We can also obtain per-gene corrected expression values by using the rotation vectors stored in the output. This reverses the original projection used to obtain the initial low-dimensional representation. There are, however, several caveats to using these values for downstream analyses.
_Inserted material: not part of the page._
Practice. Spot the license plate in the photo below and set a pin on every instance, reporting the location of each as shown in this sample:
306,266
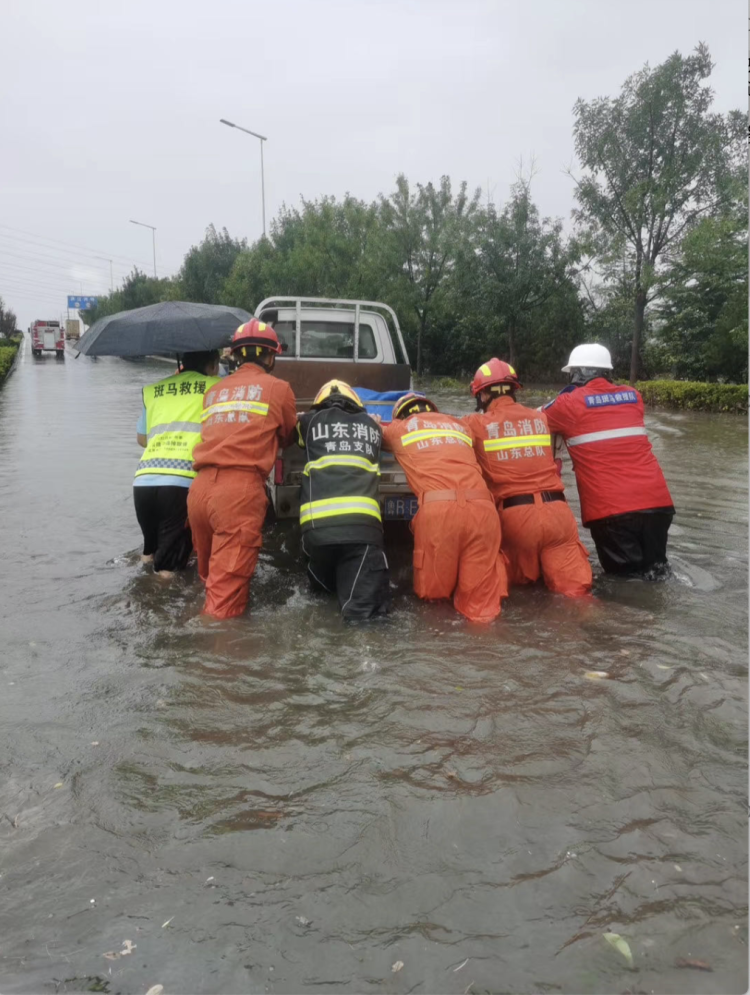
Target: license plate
400,508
While the default arguments are usually satisfactory, there are many
options for running fastMNN()
, e.g., to improve speed or to
achieve a particular merge order. Refer to the documentation at
?fastMNN
or the
book for more details.
The original method described by Haghverdi et
al. (2018) is implemented in the mnnCorrect()
method. This performs the MNN identification and correction in the gene
expression space, and uses a different strategy to overcome
high-dimensional noise. mnnCorrect()
is called with the
same semantics as fastMNN()
:
# Using fewer genes as it is much, much slower.
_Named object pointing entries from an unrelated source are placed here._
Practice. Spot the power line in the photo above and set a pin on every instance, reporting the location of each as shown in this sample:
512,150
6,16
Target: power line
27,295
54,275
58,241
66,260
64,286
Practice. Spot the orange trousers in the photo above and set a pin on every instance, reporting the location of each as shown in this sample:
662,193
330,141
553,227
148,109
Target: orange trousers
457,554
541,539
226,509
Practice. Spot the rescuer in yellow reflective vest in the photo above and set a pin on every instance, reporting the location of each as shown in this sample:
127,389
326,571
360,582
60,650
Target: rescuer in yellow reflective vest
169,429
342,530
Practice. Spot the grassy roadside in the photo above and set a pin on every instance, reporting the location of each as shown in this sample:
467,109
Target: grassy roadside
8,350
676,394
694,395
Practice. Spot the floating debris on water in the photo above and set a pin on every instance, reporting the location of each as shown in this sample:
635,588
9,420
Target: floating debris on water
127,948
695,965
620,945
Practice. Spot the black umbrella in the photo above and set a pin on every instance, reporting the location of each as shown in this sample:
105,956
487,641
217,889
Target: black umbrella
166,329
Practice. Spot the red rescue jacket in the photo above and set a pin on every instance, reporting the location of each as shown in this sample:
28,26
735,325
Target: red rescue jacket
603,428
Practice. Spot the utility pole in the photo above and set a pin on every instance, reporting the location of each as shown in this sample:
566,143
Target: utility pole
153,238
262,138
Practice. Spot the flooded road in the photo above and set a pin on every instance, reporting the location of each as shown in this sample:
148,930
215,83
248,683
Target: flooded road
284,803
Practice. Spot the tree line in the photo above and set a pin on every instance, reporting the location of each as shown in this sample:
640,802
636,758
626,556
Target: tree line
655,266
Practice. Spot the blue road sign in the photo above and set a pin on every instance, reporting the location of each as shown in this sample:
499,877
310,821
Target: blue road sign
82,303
fewer.hvgs <- head(order(combined.dec$bio, decreasing=TRUE), 100)
classic.out <- mnnCorrect(sce1, sce2, subset.row=fewer.hvgs)
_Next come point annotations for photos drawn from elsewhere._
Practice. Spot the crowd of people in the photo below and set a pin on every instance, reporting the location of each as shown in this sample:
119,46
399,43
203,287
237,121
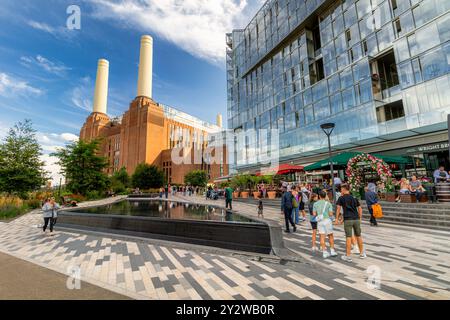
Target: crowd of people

… but returns the corrected gene expression matrix directly, rather
than using a low-dimensional representation1. This is wrapped in a
SingleCellExperiment
object to store various batch-related
metadata.
## class: SingleCellExperiment
## dim: 100 4464
## metadata(1): merge.info
## assays(1): corrected
## rownames(100): Plp1 Gad1 ... Olfm1 Ndrg4
## rowData names(0):
## colnames(4464): 1772071015_C02 1772071017_G12 ...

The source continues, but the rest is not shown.